Betty Miles (January 11, 1910 – June 9, 1992) was an American B-movie film actress and stuntwoman of the late 1930s and well into the 1940s, who later became an educator. Her father, George Henry T. Henninger, was a Texas cattleman, and had taught her to ride horses from an early age.

==Early life==
Born in Santa Monica, California as Elizabeth Harriet Henninger, she attended the University of Southern California, graduating in 1931. While attending college, she took part in several debate competitions, winning three. Educated, athletic, attractive, and an accomplished equestrian, she began acting after graduation, playing in several theater plays through 1936. In 1937, she had her first, albeit minor, film role, in Nothing Sacred.

==Acting and stuntwoman career==
Having an interest in western films, she caught the attention of Monogram Pictures when, while watching the filming of a movie scene, she noticed that the actress was having difficulty with her riding, causing several retakes. Miles offered to help her with instruction, and in doing so she showed herself to be an accomplished and talented rider, and was given a contract by Monogram. In 1941 she starred in Ridin' the Cherokee Trail with Tex Ritter and Slim Andrews. That same year she starred in another five films, including The Return of Daniel Boone. During 1943–44 she starred in another six films, three in each year, often playing opposite Tom Keene. She starred in several of the Trail Blazer serials, alongside Hoot Gibson, Bob Steele, and Ken Maynard. Her last role was in Gangsters of the Frontier. In her films, she usually did her own riding and stunts, and often worked as a stuntwoman on films.
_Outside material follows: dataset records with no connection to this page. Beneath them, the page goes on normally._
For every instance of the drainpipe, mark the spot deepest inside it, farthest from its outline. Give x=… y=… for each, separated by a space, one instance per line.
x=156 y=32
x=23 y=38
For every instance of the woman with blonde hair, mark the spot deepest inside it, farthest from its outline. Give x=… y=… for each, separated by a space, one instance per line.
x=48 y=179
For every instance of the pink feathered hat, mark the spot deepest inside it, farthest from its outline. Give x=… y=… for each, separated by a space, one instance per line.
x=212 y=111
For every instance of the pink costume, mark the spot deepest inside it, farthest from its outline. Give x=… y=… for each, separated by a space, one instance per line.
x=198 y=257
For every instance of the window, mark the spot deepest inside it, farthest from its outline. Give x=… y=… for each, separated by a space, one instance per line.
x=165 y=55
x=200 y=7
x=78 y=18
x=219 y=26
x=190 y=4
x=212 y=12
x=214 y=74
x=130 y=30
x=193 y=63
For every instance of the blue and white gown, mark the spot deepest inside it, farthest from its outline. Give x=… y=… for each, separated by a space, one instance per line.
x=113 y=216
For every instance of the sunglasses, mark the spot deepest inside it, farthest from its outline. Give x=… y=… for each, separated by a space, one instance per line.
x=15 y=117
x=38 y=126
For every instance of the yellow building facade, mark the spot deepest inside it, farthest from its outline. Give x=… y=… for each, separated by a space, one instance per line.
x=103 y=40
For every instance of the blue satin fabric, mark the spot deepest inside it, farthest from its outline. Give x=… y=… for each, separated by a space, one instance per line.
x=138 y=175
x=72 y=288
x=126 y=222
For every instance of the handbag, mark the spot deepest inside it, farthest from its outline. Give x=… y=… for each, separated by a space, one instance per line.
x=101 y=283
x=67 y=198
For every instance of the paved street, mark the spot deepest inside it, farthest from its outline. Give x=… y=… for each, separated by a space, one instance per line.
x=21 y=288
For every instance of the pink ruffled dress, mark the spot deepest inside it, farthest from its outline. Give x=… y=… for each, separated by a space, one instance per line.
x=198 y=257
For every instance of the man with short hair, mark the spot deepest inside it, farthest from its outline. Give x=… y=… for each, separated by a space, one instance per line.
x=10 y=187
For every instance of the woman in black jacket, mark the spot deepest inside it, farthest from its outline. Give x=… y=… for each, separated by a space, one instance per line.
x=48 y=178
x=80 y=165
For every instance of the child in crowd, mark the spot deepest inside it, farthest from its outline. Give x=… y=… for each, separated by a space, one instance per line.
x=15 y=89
After her film career ended, she began working on tour with several circuses, alongside her friend and fellow accomplished rider and actress Evelyn Finley. At times during this period she taught dramatic acting classes at such studios as 20th Century Fox, Universal Pictures, and Columbia Pictures.

==Later life==
By 1946 her involvement with acting had finished, and she elected not to return to the circus. She became a teacher for the Fresno, California public school system. She later served as the "Dean of Girls" for the Simi Valley school systems, then later held positions of a similar role in the Turlock and Los Angeles school systems. She retired from teaching in 1976, and moved to Hughson, California, where she lived the remainder of her life to be near to her son, Lynn Rees Miles (born March 8, 1942), and her two grandchildren. She died there on June 9, 1992, aged 82.